Some high fiber foods that are good for your gut bacteria include:

  • raspberries
  • artichokes
  • green peas
  • broccoli
  • chickpeas
  • lentils
  • beans
  • whole grains
  • bananas
  • apples
2. Eat more fermented foods

Fermented foods have undergone fermentation, a process in which the sugars they contain are broken down by yeast or bacteria.

Some examples of fermented foods are:

  • yogurt
  • kimchi
  • sauerkraut
  • kefir
  • kombucha
  • tempeh

Many of these foods are rich in lactobacilli, a type of bacteria that can benefit your health.

It is important to remember that many yogurts, especially flavored yogurts, contain high amounts of sugar. Therefore, it’s best to opt for plain, unsweetened yogurt or a flavoured yogurt with minimal added sugar that is made only of milk and bacteria mixtures, also sometimes called “starter cultures.”

Additionally, to reap the gut health benefits, make sure the label reads “contains live active cultures.”

3. Develop the habit of eating prebiotic foods

Prebiotics are foods that promote the growth of beneficial bacteria in the gut.
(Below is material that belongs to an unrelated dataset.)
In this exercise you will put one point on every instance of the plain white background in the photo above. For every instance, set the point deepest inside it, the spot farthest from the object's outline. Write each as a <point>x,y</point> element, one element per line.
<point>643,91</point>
These are mainly fiber or complex carbs that human cells cannot digest. Instead, certain species of bacteria in the gut break them down and use them for fuel.

Many fruits, vegetables, and whole grains contain prebiotics, but they can also be found on their own.

Resistant starch can also be a prebiotic. This type of starch is not absorbed in the small intestine and passes into the large intestine, where the microbiota break it down.